LM Papillary tumor cells around vascular myxoid matrix
Subtypes subtype of ependymoma
LM DDx chordoma, myxoid chondrosarcoma, paraganglioma, papillary adenocarcinoma
Stains Alcian blue +ve
IHC GFAP +ve
Site usually lumbar spinal cord

Prognosis good (WHO Grade I)

Mxyopapillary Ependymoma, is a low-grade Ependymoma.
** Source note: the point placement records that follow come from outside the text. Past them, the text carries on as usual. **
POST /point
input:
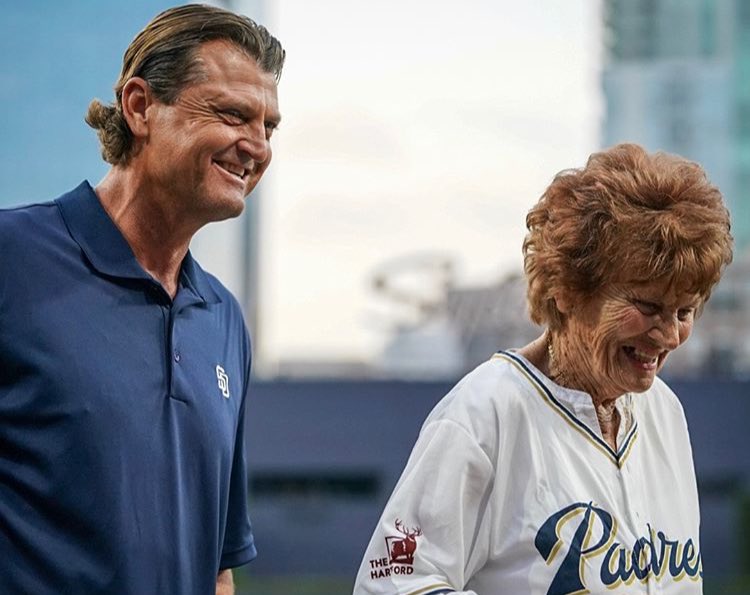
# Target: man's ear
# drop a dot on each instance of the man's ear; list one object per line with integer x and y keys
{"x": 564, "y": 302}
{"x": 136, "y": 99}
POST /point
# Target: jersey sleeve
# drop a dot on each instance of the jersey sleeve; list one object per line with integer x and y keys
{"x": 239, "y": 545}
{"x": 430, "y": 537}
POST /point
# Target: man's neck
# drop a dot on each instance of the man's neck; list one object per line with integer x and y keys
{"x": 154, "y": 230}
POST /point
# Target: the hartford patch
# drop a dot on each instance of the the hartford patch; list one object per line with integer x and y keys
{"x": 401, "y": 550}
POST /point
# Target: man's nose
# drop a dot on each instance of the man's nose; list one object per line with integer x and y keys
{"x": 253, "y": 144}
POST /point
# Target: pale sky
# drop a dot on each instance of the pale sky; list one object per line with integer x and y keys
{"x": 412, "y": 127}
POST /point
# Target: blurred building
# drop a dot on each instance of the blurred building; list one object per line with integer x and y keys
{"x": 677, "y": 78}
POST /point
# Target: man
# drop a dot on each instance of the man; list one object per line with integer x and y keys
{"x": 123, "y": 365}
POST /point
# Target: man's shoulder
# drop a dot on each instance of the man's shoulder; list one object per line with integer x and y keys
{"x": 21, "y": 223}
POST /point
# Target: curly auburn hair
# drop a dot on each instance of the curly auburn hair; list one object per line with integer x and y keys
{"x": 626, "y": 217}
{"x": 164, "y": 54}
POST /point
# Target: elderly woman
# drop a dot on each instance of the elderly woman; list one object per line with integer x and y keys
{"x": 565, "y": 466}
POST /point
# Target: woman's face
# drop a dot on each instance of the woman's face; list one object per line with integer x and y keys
{"x": 619, "y": 341}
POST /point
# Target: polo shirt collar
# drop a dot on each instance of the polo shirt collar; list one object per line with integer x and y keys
{"x": 106, "y": 248}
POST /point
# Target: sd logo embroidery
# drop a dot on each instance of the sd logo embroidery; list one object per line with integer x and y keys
{"x": 223, "y": 379}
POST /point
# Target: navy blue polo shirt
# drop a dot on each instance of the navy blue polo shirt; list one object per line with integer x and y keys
{"x": 122, "y": 466}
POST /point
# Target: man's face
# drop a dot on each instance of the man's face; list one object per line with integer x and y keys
{"x": 207, "y": 151}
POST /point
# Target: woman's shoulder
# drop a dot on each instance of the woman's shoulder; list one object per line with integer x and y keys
{"x": 487, "y": 398}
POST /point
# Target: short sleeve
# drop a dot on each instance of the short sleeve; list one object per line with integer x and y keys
{"x": 239, "y": 545}
{"x": 429, "y": 535}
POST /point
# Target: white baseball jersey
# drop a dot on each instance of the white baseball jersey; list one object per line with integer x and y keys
{"x": 511, "y": 490}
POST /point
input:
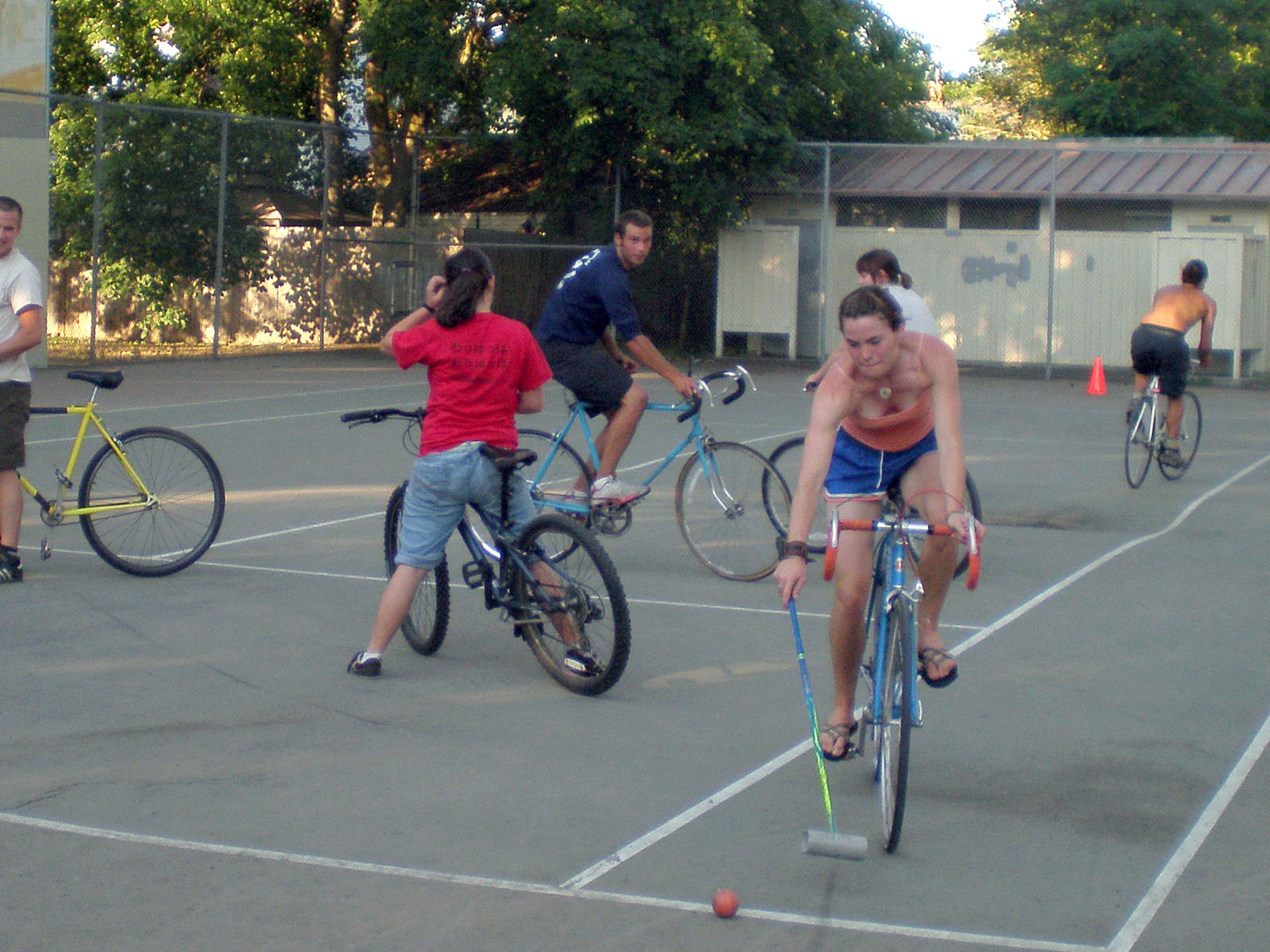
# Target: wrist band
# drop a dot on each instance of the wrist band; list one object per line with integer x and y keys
{"x": 796, "y": 550}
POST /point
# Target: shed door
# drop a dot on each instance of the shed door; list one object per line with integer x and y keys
{"x": 757, "y": 283}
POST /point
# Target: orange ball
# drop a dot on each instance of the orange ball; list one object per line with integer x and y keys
{"x": 725, "y": 904}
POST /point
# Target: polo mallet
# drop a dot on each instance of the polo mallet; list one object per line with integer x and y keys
{"x": 830, "y": 843}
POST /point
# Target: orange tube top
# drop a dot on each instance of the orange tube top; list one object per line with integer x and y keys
{"x": 895, "y": 432}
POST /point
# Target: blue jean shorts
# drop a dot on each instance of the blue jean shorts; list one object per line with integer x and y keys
{"x": 859, "y": 470}
{"x": 441, "y": 486}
It is nearly always associated with cauda equina and filum terminale.

General

  • Low-grade ependymoma - WHO Grade I by definition.
  • Classically in the spinal cord of adults.
  • Approx 9-13% of all ependymal tumors.[1]
  • Associated with back pain.
  • Enhancing mass

Gross

  • Soft.
  • Gray.
  • Discrete masses.
  • Often encapsulated.
  • Subtotal resected tumors may spread throughout the neuraxis.

Microscopic

Features:

  • Papillary appearance.
  • Perivascular pseudorosettes:
    • Cuboidal to elongated tumor cells.
    • Radially arranged around vascular cores.
  • Myxoid material surround blood vessels.
  • Microcysts.
  • Low mitotic activity.

Note: Cases with extensive sclerosis may mimic degenerative changes. [2]

DDx:

Images

IHC

  • GFAP+ve.
  • S-100+ve.
  • MIB-1 <1%.

Molecular

  • Poorly characterized.
  • No consistent abberations.

See also

References

  1. Schiffer, D.; Chiò, A.; Giordana, MT.; Migheli, A.; Palma, L.; Pollo, B.; Soffietti, R.; Tribolo, A. (Aug 1991). "Histologic prognostic factors in ependymoma.". Childs Nerv Syst 7 (4): 177-82. PMID 1933913.
  2. Schittenhelm, J.; Becker, R.; Capper, D.; Meyermann, R.; Iglesias-Rozas, JR.; Kaminsky, J.; Mittelbronn, M.. "The clinico-surgico-pathological spectrum of myxopapillary ependymomas--report of four unusal cases and review of the literature.". Clin Neuropathol 27 (1): 21-8. PMID 18257471.